If it's the latter, that's your answer. The validation was correct, but validation tells you the market wants it — not that you're the right person to build it.
Some options that have worked for me:
Shrink scope ruthlessly. Maybe you don't need to build the whole thing. What's the smallest version that proves the concept?
Find a co-builder. If the idea is solid but you don't want to code it, someone else might.
Sell/license the validation. Your research has value even if you don't ship.
Just stop. Sunk cost is real — but so is opportunity cost. December to now is already a signal.
What would you build instead if you gave yourself permission to drop this?
Thank you for your reply — that was really great feedback.
I actually need this product for myself too; it’s an affiliate comments assistant Chrome extension for Reddit. I’m genuinely excited about shipping it, but whenever I sit down to start updating it, I end up procrastinating.
Today, though, I managed to break through that a bit: I wrote down all the updates it needs and organized them into clear sections (frontend and backend). Hopefully, that will make it easier to actually get some work done tomorrow.
Thanks again for the insights — they’re incredibly smart and spot-on for this kind of problem.

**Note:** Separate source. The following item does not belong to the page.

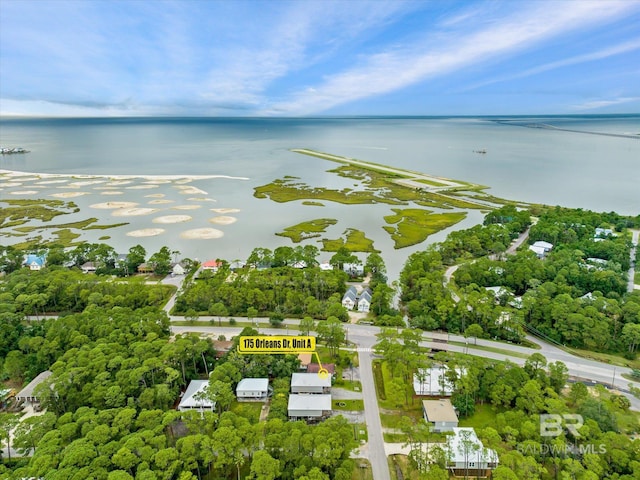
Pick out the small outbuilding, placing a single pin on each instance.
(252, 389)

That's great to hear! Writing it all down and organizing by frontend/backend is exactly the kind of structure that makes the work feel less overwhelming.
Reddit affiliate assistant sounds useful — and the fact that you need it yourself is a strong signal. Building for your own workflow means you'll actually know when it's "good enough" vs over-engineered.
Good luck shipping. Keep us posted on how it goes.
Thank you for your support! I will definitely share the product oncу it's ready.